I believe everything I implemented is fine. The only problem is with the cost function, it keeps outputting inf for some reason that I am not aware of. I believe this happens in the case of log(y) == log(0) or log(1-y) == log(0) which obviously divides by zero and thus results in inf. Any idea how to solve this problem?
If you are talking about the test cases for the propagate
function, there should be no cases in which you get log(0) given the test inputs that they give you. But perhaps this could indicate a problem with the A values that your code is generating. They are the output of sigmoid, so they should all be strictly between 0 and 1, right? It’s worth checking that is a true statement …
Let me double check something. So I have (y) which is a 1D np array that contains zeroes and ones. Now there are two ways to calculate the cost function, I can just split them into a subset with class 0 and another with class 1, calculate the cost for each subset, and then aggregate these two values together. Or I could just use the combined formula to do it in one step. So if I am using the combined formula, I will end up getting log(0), either from log(y) or log(1-y). Am I understanding right or is there something I am missing?

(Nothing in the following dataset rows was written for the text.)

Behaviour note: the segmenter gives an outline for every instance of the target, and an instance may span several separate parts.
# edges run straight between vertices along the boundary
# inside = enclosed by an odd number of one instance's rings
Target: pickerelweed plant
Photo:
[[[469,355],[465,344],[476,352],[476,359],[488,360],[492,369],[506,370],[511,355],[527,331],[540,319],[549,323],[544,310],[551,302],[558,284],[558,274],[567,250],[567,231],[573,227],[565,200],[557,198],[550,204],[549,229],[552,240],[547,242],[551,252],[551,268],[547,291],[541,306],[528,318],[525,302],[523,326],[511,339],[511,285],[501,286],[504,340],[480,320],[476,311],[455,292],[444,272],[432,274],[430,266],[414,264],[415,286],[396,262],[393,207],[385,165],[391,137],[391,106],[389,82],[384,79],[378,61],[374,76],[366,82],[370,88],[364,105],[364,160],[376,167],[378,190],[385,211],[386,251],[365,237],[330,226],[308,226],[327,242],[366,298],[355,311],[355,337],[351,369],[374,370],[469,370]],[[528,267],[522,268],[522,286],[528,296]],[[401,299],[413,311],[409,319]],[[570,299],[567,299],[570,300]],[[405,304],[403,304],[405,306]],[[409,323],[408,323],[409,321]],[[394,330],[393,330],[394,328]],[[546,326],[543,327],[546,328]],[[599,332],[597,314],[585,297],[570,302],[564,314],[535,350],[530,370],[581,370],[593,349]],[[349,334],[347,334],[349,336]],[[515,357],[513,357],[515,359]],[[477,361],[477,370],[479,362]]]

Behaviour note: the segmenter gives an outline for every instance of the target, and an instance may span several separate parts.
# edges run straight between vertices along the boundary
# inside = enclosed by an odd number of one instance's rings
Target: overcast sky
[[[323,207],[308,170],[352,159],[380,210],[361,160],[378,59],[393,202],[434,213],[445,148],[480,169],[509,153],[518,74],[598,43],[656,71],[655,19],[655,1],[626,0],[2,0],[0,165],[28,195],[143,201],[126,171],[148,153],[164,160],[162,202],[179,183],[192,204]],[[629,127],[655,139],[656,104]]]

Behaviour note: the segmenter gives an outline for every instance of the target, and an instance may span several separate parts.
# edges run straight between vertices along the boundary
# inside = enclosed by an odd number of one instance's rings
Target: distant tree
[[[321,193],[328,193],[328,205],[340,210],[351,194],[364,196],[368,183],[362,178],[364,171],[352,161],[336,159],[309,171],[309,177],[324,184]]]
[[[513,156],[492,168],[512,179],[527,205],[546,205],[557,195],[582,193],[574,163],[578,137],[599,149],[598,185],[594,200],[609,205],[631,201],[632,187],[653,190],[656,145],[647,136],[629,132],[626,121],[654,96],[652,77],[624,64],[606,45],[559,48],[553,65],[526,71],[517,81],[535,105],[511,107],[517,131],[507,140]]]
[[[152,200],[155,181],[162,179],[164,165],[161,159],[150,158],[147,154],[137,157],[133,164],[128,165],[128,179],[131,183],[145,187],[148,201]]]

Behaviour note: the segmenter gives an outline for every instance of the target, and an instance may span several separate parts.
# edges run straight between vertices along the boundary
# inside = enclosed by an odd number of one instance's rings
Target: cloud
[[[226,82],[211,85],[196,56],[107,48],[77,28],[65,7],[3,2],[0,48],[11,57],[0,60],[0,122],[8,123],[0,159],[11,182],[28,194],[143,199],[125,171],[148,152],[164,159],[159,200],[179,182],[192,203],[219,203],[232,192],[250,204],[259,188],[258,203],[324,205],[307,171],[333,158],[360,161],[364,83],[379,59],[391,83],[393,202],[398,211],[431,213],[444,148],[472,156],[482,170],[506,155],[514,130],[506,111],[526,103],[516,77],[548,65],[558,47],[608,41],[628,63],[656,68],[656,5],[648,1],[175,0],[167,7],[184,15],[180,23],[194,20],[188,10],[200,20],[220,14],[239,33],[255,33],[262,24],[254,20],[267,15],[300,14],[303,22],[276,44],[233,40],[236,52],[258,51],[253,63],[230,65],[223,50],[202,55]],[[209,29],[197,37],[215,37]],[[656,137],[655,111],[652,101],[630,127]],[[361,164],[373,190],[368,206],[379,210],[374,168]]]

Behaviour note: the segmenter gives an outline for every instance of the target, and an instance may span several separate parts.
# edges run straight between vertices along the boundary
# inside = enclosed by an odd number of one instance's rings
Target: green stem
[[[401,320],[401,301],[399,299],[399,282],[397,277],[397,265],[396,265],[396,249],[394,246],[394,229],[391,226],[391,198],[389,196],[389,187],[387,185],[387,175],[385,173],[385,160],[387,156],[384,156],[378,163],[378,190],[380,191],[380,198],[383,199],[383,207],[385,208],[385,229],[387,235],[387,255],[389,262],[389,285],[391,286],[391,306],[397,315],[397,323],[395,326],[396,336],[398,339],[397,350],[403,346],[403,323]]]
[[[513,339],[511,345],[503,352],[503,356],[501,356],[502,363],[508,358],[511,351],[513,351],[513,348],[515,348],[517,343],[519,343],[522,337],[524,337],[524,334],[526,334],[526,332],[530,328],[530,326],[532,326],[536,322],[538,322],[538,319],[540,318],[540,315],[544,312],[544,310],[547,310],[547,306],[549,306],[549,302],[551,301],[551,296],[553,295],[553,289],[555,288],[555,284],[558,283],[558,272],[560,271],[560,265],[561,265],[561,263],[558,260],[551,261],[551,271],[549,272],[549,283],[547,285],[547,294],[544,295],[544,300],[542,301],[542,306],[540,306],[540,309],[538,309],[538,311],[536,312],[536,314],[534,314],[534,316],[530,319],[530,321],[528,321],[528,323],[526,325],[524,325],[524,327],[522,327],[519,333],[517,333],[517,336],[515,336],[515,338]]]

Edit: I’ve just checked the sigmoid function and it is working as expected.
Figured it out
The problem was in the cost formula itself. I did log(Y) * A instead of log(A) * Y. Silly problem actually. But thanks for your efforts <3
Yes, that would do it! The point is that the A values are never exactly 0 or 1 (at least in mathematical terms), but of course the Y values are exactly 0 and 1 by definition.
You can run into the Inf or NaN problem if the sigmoid values “saturate” to exactly 1 or 0. In 64 bit floating point z > 35 will give exactly 1 for sigmoid. But it won’t happen with the test cases here.